History of Beach Family Farm
Beach Family Farm is a fifth generation homestead starting back in 1901 in Monroe, WI. In the early years the Beach’s were dairy farmers, along with hogs, horses, and chickens. In 1955, the dairy herd was sold by my grandfather Duane in exchange for a crossbred beef herd, which we are still raising on the farm today.
The farm has slowly expanded its acres and herd to its current size while always being run and owned by family members. Presently the Beach Family Farm also raises a small Boer Goat herd and grows their own hops, barley, and berries for production and brewing under their beer label Cheese City Beer.
Beach Family Farm has the reputation in the area for producing multiple Grand Champions in show cattle and hogs, which have been shown by family members at the Green County Fair. The entire family plays a part of the farming process and are proud of the animals and final product we offer.
Beach Family Farm currently has a crossbred herd of Angus beef cattle. The entire process from calving to finishing takes place on the Family Farm.
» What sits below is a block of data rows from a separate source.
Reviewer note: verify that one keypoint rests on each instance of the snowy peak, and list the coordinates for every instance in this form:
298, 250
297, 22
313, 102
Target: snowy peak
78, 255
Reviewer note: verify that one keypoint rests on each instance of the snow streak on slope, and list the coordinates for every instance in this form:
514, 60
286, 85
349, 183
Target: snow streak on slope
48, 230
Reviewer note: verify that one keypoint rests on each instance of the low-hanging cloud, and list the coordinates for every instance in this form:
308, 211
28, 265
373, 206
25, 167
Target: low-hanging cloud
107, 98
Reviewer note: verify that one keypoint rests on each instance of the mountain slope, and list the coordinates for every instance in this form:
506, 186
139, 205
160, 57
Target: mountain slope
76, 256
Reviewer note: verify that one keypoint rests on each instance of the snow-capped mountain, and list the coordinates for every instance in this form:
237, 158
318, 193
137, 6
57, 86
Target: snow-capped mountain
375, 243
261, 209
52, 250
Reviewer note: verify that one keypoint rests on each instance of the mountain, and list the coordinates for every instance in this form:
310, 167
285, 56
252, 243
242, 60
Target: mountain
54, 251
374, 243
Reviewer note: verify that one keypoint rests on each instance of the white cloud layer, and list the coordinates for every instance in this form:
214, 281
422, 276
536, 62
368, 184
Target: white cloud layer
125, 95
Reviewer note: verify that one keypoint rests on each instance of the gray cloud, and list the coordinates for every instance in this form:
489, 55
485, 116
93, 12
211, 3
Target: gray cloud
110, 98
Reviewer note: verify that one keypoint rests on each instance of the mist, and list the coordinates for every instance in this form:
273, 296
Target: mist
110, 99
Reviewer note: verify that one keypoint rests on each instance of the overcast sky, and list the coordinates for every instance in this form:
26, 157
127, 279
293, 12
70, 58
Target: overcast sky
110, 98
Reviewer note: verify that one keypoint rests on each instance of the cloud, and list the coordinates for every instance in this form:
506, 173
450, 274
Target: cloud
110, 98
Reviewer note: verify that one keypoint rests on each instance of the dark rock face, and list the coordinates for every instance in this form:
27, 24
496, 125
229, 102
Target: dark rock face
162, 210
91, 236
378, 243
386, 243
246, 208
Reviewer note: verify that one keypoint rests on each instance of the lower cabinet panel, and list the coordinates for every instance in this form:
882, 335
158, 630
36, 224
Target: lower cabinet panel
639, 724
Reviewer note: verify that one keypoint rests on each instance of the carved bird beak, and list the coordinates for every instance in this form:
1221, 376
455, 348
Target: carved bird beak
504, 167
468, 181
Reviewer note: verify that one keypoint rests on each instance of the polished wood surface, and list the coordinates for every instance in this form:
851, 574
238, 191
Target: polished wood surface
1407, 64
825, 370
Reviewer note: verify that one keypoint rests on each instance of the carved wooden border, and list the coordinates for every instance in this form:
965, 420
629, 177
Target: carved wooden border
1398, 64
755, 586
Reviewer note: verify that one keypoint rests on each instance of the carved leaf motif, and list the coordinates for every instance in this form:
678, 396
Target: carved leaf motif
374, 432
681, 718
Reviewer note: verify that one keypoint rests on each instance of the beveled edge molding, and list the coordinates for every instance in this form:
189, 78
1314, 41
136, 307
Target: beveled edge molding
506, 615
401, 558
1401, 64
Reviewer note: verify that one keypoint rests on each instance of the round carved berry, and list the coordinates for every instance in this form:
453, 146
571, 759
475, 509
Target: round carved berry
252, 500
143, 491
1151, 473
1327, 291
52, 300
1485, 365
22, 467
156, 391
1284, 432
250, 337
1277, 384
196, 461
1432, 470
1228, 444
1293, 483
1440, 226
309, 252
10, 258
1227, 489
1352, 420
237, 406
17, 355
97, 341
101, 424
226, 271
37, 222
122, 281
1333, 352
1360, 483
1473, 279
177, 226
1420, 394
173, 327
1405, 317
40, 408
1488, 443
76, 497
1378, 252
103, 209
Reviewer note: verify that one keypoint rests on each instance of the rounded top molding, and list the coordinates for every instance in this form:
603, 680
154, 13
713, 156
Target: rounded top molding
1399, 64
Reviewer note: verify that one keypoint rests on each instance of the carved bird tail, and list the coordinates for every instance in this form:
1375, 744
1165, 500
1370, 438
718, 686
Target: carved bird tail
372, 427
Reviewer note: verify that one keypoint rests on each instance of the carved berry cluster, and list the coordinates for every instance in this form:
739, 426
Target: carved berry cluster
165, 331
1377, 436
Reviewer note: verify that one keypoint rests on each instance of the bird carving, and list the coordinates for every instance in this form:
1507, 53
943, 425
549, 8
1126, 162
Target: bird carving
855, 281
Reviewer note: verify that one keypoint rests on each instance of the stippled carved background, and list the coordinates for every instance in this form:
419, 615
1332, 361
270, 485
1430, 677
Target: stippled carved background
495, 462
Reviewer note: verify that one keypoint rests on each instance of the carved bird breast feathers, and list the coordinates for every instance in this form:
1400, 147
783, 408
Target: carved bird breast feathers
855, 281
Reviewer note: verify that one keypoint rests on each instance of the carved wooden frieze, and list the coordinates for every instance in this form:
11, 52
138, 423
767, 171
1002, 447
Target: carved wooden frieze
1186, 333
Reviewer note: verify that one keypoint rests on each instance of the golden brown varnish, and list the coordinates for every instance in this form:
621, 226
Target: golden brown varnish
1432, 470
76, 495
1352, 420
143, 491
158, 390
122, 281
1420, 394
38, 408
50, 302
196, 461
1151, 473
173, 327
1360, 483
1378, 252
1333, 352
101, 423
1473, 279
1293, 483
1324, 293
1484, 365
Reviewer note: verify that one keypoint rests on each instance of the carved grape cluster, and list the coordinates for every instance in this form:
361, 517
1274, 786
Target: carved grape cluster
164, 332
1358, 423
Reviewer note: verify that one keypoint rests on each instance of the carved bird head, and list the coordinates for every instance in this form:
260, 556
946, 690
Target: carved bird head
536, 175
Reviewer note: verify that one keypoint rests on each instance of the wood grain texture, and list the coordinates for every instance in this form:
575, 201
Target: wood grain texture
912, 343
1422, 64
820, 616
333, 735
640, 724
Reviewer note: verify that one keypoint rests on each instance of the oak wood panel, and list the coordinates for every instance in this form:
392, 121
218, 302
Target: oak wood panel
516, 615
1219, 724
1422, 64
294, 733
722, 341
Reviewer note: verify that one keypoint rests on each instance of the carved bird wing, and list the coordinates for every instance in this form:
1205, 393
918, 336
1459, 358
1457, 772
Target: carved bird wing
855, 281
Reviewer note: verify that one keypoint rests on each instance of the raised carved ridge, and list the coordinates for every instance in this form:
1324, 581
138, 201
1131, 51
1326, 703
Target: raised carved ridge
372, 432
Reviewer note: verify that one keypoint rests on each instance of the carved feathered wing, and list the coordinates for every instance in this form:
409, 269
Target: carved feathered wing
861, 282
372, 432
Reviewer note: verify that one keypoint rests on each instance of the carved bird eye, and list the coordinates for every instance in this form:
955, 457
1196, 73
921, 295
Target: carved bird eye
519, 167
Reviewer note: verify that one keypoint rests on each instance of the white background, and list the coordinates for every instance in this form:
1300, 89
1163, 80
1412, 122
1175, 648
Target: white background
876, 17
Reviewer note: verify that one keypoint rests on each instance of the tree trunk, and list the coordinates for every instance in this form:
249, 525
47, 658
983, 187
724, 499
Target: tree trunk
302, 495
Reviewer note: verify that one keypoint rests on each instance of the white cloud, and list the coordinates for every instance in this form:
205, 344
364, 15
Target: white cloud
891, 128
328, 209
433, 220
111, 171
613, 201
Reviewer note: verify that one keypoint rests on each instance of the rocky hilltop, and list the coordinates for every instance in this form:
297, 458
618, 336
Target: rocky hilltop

Andrew and his father Paul take pride in caring for and finishing each and every calf that is born while maintaining herd health and stability. No artificial steroids, hormones, or antibiotics are given to the cattle that are consumed.
Cattle are raised and grass fed in open pasture in summer, moved to corn stalks and fed hay in winter, and lastly finished on silage and grain in spring, all which is produced on the Family Farm. All feed is grown and harvested on the Beach Family Farm by Beach family members.
Calves are born in spring, in a four-week time period starting March 1st. Cattle then reach maturity and are ready for consumption when they reach 12-14 months old. The animal is then transported by Beach Family Farm to state inspected meat-processing plants in New Glarus, WI and Darlington, WI. Beach Family Farm will also take care of delivering the frozen packages of beef to your doorstep.
Beach Family Farm has built it’s herd using crossbreeding for many other reasons other then the eye appeal of multiple colors grazing in the pasture all summer long! On average, crossbreeding in the cow herd results in a 16% improvement in longevity-meaning each cow produces an average of one more calf during her lifetime. Crossbred calves tend to be more vigorous and faster growing than similar pure-bred calves with about a 4% advantage in weaning weights. This allows the calves to be raised to market weights without the use of steroids or growth hormones!